Юрий Николаевич Горбачев 2
 ОРЛЕАНСКИЕ НАПЕВЫ
 

 1.МОЛИТВА ДЕВЕ-ЖАННЕ
               
  “Когда затлел костер и поднялся дымок…”
                “Орлеанская Дева” , Поль Верлен


 Жанна, Жанна, летим до донжона! Ни жена, ни наложница, не-
 жнокрылее чем махаон, в плащанице, как птица, во сне
 войска латников,  грезящих, спящих, полумертвых, давно неживых,
 за тобою над  полем летящих, чтоб войти, словно в храм, в  дежа вю.

 Где же было все это? Когда же? На каком,  на таком  на веку?
 Два мальца перепачканных в саже. Печка. Свечка. Салазки в снегу.
 Запах елки. Морковина –носом. Костяною  рукою -- метла.
 Здесь такие пылали заносы снеговые, что выжгли дотла

 этот край, где костры провидения обглодали  меня до камней,
 ты ко мне что ли, а, привидение? Неужели? Теперь нет сомне-
 ний, что меня ты ждала в этой башне, сквозь могильные плиты сочась,
 расскажи, как тебе было страшно, как  в руке трепетала свеча,

 когда  ты проходила сквозь стены, как  топился податливый воск...
 Мы лишь смрад  загнивающей Сены. Только войско  средь орд твоих   войск.
 Лишь туман. Пар из колбы алхимика, обретающий множество черт.
 Силуэты  Поэта и Схимника, сквозь которых вихляется Черт.

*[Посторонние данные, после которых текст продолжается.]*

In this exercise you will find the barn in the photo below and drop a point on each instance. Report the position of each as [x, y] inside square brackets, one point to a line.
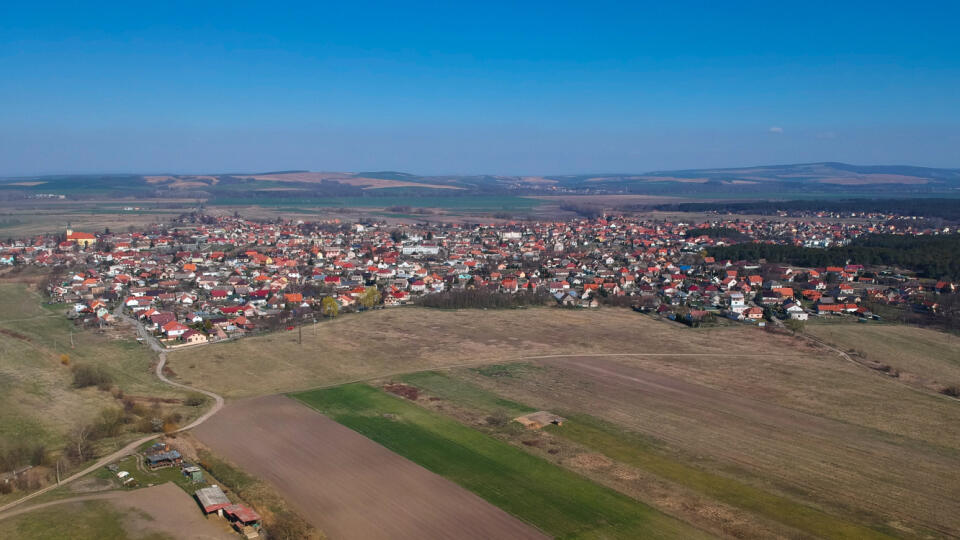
[212, 499]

 Жанна, Жанна! Ведь ты коронована, а  не дОфин! В короне костра 
 твое войско тобой околдованное  за тобою уходит в астрал.
 И бормочет заклятья алхимик. И  рыдает пропащий монах.
 И  шевелится что-то в хитине, чтобы  сделать решающий взмах.

 А пока расправляются крылышки, а пока  сквозь доспехи не дар-
 ом мы стучимся, как пар из под крышки,-  из цветка уже каплет нектар,
 и  над Сеной миазмами  гнили  расползается  сонный Париж,
 запашистый, как сена навильник,  Жанна, Жанна  ты снова  паришь!               
   
 Я лежу возле рва, запахавшись в  запах тлена, в могильную  вонь,
 вновь готовый идти в рукопашную –твой фанатик, твой латник, твой воин.
 Так  лети – мы последуем тучей, все сметая, сжигая, губя,
 чтоб над    Сеною хмурой, текучей, вдаль  летящую видеть--тебя.

 2003

 2.

 Кленам вынесен все ж приговор,
 не сносить им листвы, не наляпав   
 пятен крови  – идут под  топор,
 сколько б ветру ни дали  на лапу.

 Знают все, что они колдуны,
 что во сне приходили к девице,
 чтобы трогать ее колтуны,
 перед тем, как взялась удавиться,

 и вещая скрипучим дуплом,
 клен-уродец трещал, что он –дОфин,
 но ошибся – и вот –поделом -
 всею кроной  – на аутодафе.   

 Хворост веток пластает, да так,
 что  уже ничего не добавить.
 И окно, и подвал, и чердак
 умиляются этой забаве.

 Разбросают по ветру золу,
 разберут почерневшие доски.
 Только будет торчать на колу
 голый ствол да гулять отморозки.


 2003 г.

 
 ВОЗВРАЩЕНИЕ КАЗАНОВЫ



 Печальный извращенец –он все-таки вернулся,
 а то ведь отбывал в иные времена,
 вчера у букиниста я  на него наткнулся,
 листал тома старинные, шепча, --  и вот те на!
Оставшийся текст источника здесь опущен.